A limitation of computing state counts algorithm is ambiguous place names, as previously mentioned with the Springfield example. Not to mention, state counts are affected by noise in the tagged locations data. To address this, in addition to the algorithm’s design, we could reduce the noise at the locations tagging level by being more strict about tagged location matches. Right now, we only ran the data with one classifier, but to reduce the number of false positives (at the risk of reducing true positives), we could run the data with multiple classifiers, and only take as true the tagged locations that were matched by every classifier. If that produces too little data, we could set a threshold such as 2/3 for the number of classifiers that have to match a given token.

Using NER with Google Fusion Tables

Google Fusion Tables, which merges together spreadsheets with geographic information, provides us a way to visualize the different results that NER can give. (This tutorial is helpful for learning how to use Google Fusion Tables).

The first map below for each state shows the results using only direct hits, i.e. locations that include a state name or state abbreviation in the word. The second map for each state shows the result using the CountStateReferences algorithm. Note how the numbers are larger in the algorithm maps. This is because the algorithm tries to resolve detected location terms that do not include the state name in them by querying the Google Maps API for an address associated with the location. If the address is in the nearby region (the South), we assume it is a real location and update the state counts accordingly.
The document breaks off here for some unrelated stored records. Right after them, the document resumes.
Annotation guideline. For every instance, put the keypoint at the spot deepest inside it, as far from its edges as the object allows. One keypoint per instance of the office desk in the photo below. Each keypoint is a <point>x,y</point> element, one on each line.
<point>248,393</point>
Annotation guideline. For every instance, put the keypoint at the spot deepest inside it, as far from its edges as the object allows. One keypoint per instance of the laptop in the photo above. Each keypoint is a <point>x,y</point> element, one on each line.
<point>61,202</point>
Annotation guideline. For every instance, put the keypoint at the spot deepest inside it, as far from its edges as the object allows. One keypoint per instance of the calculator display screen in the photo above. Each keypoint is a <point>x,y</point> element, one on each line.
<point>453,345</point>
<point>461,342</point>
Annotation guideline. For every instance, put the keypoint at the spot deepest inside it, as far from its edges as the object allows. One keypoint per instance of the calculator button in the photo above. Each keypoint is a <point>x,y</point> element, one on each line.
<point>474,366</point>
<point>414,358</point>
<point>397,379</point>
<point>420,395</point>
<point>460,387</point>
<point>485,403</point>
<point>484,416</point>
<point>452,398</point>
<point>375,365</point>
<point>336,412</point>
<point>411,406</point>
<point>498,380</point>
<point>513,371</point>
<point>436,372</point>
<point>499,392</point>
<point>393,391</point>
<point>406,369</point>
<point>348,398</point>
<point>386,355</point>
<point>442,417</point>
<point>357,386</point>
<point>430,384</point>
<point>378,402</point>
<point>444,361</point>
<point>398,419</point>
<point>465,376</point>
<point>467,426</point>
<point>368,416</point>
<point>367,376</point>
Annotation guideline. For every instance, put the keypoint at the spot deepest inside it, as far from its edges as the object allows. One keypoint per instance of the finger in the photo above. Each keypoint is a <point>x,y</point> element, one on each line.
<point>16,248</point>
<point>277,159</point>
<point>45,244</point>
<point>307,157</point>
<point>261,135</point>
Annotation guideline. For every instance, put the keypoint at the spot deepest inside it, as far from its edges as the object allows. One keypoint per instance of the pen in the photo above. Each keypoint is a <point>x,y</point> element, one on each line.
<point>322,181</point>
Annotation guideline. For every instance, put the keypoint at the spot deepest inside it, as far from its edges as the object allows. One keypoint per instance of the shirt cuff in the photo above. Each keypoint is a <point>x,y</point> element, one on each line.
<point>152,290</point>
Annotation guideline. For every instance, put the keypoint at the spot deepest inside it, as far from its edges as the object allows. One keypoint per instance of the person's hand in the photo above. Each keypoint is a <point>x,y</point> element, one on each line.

Number of direct hit mentions of states in full Texas ad corpus, 1835-1860

Number of algorithm hit mentions of states in full Texas ad corpus, 1835-1860

Number of direct hit mentions of states in full Mississippi ad corpus, 1835-1860

Number of algorithm hit mentions of states in full Mississippi ad corpus, 1835-1860

Number of direct hit mentions of states in full Arkansas ad corpus, 1835-1860

Number of algorithm hit mentions of states in full Arkansas ad corpus, 1835-1860

When viewed in conjunction, the maps show that Texas runaway slave advertisements were indeed slightly more self-referential than advertisements in Arkansas and Mississippi, which supports our hypothesis. This could be due to the fact that Texas was a border land, so many runaway slaves were likely heading towards more remote areas, such as western Texas and Mexico, and not towards the rest of the Southern states. Texas is additionally the only state of the three to mention Mexico, but it does so fewer times than we were expecting. Arkansas is the least self-referential, which supports our earlier hypothesis outlined in the Palladio section that Arkansas was somewhat of a border land as well. The fact that about half of the total state references in the corpus are locations outside of Arkansas could be because Arkansas had more capture notices that advertised runaway slaves from other states.